Uma empresa de mídia dificilmente vai admitir que o seu editorial parte de um ponto de vista ideológico. E o que a gente, na verdade, costuma ver, é o contrário. Em geral, a empresa de mídia tem uma ideologia, às vezes, até definida em linha editorial, mas raramente admite isso e procura sempre convencer o espectador de que o seu julgamento é neutro, técnico, imparcial e voltado exclusivamente ao interesse público.
Como se os seus próprios interesses, que os seus próprios vieses ideológicos não interferissem em nada. E sendo que, a gente sabe, a ideologia serve justamente para distorcer os fatos. Então Paulo Freire ensina que a gente não deve se pôr diante de um aparelho de televisão, ou, nos dias atuais, diante de um monitor de computador, ou de smartphone, totalmente entregues, disponíveis e crentes ao que vier.
Quanto mais consumimos mídia sem uma visão crítica sobre todos esses processos que eu comentei, mais corremos o risco de tropeçar na compreensão dos fatos. As mídias estão em vantagem nessa luta que a gente tem que travar em nome da interpretação.

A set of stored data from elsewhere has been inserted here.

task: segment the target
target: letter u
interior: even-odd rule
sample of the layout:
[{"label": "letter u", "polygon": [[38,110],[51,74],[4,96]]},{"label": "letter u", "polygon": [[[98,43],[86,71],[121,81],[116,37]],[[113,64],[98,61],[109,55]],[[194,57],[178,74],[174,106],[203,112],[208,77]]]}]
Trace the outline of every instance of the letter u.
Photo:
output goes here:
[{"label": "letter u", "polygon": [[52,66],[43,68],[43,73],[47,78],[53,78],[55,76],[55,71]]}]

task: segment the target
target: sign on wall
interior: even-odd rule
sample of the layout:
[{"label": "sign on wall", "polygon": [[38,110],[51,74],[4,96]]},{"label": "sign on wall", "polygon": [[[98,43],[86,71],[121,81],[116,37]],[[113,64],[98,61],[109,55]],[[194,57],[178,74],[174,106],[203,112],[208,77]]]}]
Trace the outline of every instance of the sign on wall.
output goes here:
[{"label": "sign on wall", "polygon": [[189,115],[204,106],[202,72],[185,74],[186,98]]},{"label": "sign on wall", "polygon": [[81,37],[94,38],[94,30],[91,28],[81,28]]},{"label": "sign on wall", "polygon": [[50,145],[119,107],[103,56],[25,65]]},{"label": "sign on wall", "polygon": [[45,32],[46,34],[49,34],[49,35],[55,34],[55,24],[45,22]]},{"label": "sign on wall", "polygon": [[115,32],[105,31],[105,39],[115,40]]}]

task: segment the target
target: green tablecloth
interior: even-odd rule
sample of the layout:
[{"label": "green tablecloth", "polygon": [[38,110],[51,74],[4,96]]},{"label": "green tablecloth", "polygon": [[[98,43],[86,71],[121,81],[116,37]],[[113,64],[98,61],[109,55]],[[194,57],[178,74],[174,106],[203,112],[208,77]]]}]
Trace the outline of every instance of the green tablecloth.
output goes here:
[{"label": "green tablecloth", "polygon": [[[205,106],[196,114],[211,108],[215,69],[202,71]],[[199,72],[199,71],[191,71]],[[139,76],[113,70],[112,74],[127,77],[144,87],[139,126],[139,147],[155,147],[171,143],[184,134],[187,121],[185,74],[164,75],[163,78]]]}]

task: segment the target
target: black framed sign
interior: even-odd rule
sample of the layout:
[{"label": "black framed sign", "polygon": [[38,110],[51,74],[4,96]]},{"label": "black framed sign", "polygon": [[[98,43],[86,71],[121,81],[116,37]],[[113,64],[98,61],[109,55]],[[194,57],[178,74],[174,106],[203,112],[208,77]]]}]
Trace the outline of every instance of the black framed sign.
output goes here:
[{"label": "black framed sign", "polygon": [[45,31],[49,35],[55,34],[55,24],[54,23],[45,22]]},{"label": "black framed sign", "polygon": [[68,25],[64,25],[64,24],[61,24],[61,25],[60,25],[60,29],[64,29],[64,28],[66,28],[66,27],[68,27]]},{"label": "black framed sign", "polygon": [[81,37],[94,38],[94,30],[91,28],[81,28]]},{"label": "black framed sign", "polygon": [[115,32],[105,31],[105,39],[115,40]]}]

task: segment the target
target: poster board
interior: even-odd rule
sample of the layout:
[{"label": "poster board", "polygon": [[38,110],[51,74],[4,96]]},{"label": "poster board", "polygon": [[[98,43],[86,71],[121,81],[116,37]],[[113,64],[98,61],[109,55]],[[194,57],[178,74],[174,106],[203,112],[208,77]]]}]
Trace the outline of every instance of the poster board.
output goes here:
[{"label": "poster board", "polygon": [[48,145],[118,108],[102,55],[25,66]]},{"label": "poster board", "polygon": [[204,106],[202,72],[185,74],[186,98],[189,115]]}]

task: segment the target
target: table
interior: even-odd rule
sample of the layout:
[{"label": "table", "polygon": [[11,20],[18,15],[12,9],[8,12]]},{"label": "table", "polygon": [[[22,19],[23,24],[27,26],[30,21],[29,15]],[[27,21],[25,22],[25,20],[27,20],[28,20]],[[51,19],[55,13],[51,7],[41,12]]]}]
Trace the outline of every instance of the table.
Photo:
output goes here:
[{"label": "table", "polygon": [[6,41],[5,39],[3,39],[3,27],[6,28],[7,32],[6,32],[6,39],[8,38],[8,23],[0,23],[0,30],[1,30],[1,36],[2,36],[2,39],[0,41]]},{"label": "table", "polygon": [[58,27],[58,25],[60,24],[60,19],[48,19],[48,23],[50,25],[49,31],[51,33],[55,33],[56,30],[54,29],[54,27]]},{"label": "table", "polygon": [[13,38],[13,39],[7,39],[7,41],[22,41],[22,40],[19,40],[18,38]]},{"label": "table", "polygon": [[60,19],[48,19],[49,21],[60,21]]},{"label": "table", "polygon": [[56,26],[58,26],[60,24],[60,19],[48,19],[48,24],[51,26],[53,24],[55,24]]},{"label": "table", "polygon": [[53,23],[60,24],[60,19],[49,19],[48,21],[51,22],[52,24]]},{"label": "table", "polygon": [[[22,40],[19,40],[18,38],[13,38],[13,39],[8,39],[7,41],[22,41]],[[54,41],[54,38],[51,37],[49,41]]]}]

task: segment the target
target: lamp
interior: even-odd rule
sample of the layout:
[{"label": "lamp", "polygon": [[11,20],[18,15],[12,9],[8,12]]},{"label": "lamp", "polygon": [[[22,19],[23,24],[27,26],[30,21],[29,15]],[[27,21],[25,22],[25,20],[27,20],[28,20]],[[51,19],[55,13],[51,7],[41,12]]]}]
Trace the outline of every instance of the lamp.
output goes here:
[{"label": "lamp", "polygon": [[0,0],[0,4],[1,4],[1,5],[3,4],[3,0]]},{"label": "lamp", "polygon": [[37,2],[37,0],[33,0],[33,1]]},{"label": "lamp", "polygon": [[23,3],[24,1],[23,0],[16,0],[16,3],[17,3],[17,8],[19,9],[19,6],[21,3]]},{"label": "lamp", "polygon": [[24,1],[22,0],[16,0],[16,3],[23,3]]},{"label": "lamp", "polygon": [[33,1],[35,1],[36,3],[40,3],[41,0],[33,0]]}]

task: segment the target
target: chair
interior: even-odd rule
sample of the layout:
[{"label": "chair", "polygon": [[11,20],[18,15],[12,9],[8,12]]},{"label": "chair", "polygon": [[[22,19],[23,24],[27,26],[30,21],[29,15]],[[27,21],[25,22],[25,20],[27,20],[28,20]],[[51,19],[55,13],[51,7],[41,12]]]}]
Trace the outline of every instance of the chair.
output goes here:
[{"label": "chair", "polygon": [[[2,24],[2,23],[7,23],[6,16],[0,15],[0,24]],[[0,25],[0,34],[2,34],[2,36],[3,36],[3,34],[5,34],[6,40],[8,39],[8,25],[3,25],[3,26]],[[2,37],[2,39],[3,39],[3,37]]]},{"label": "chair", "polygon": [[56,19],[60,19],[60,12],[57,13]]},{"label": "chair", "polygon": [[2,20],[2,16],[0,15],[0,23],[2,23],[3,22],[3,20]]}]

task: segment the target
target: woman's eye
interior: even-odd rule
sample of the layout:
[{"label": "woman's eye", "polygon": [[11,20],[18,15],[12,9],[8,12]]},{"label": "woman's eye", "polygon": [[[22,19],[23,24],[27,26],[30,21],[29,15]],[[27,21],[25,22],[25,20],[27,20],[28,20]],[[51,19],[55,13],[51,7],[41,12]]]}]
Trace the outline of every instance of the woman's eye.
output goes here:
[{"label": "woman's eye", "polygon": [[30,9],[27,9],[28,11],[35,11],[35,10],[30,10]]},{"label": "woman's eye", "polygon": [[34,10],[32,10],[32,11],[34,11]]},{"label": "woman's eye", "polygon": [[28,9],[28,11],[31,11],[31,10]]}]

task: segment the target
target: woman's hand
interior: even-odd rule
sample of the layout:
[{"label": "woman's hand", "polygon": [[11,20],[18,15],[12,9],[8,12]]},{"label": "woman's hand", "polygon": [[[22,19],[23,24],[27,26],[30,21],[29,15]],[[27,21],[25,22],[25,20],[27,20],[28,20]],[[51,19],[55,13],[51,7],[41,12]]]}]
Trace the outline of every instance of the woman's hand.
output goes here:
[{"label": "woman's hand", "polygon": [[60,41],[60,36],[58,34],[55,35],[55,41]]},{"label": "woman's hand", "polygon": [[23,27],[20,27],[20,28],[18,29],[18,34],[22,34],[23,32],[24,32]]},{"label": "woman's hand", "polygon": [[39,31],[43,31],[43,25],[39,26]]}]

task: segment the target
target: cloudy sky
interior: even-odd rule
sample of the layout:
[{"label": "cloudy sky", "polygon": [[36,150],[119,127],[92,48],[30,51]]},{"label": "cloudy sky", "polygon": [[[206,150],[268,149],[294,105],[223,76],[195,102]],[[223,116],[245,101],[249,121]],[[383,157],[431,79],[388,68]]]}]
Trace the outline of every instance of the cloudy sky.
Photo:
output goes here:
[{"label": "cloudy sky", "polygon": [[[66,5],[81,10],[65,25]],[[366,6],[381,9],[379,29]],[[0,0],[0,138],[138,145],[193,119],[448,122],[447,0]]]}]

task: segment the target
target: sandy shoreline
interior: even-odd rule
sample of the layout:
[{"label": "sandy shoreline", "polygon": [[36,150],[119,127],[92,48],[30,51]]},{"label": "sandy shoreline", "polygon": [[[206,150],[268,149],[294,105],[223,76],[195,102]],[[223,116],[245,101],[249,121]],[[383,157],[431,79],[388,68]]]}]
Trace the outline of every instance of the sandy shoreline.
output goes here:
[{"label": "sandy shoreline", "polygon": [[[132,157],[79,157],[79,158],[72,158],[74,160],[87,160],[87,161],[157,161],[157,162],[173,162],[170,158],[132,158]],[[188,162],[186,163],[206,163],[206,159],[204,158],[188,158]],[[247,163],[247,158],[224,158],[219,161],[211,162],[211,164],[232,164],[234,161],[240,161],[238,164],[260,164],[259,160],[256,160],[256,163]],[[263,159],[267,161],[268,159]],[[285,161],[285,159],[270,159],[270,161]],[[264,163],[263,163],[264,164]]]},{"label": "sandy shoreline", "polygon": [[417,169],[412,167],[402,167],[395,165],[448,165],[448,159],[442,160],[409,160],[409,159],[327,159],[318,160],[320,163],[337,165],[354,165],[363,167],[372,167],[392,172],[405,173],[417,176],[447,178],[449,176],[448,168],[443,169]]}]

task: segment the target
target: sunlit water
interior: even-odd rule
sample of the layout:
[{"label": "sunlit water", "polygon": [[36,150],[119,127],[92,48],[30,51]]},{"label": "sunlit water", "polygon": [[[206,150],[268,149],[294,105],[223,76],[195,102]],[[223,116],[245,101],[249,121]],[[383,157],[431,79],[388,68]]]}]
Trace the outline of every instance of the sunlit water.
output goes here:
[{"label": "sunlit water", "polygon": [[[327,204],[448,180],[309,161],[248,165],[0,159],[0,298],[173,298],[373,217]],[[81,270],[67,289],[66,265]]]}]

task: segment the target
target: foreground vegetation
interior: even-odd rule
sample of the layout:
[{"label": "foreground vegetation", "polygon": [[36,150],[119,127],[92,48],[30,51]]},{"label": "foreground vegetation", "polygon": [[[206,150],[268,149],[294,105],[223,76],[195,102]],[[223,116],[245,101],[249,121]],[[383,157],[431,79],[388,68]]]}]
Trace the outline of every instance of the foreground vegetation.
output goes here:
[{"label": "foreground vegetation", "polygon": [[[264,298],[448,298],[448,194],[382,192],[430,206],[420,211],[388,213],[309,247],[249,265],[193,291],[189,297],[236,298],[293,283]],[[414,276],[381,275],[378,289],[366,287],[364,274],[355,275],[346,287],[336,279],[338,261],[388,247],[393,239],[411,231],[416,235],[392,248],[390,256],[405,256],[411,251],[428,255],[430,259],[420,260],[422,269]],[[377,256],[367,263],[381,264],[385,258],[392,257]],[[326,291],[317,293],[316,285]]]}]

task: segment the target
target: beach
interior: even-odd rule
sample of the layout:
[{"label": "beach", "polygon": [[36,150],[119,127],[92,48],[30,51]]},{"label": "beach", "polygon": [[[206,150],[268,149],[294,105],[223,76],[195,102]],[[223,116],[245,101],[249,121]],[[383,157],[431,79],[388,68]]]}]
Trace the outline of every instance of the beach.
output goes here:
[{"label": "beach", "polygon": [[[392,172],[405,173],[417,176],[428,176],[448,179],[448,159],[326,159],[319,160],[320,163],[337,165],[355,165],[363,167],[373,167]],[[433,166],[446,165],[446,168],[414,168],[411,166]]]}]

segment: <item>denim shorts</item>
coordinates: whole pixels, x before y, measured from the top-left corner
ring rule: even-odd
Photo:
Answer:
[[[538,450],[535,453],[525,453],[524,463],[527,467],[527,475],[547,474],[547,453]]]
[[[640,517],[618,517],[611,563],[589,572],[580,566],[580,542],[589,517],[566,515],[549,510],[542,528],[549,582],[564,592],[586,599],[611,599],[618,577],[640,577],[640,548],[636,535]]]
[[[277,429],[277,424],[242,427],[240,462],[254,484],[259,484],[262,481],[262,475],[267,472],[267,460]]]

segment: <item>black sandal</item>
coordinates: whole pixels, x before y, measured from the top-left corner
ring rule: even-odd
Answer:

Não é fácil ficar em estado permanente de alerta, principalmente considerando que hoje em dia a gente fica praticamente o dia inteiro consumindo mídia.
Toda hora tem uma notificação. Mas o que Paulo Freire sugere é que, se é mesmo difícil se manter alerta o tempo todo, diante essa enxurrada de informação, é preciso partir do princípio de que as mídias, assim como as tecnologias, como eu disse nos vídeos anteriores, elas não devem ser nem demonizadas e nem sacralizadas. E uma dica simples é a seguinte.
Antes de fazer uma afirmação categórica, dizendo que você tem certeza de que está certo porque saiu nas mídias, ou nas redes sociais, vale a pena parar, conferir a fonte, comparar com outras fontes, verificar se há exageros, contradições. . .
Repara que só essa atitude, de parar um pouquinho, já ajuda para que a gente não caia na armadiha de reproduzir informações de má qualidade. E isso nos faz mais curiosos, mas estudiosos e mais criteriosos. No próximo vídeo vamos discutir o último capítulo de Pedagogia da Autonomia: Ensinar exige querer bem aos educandos.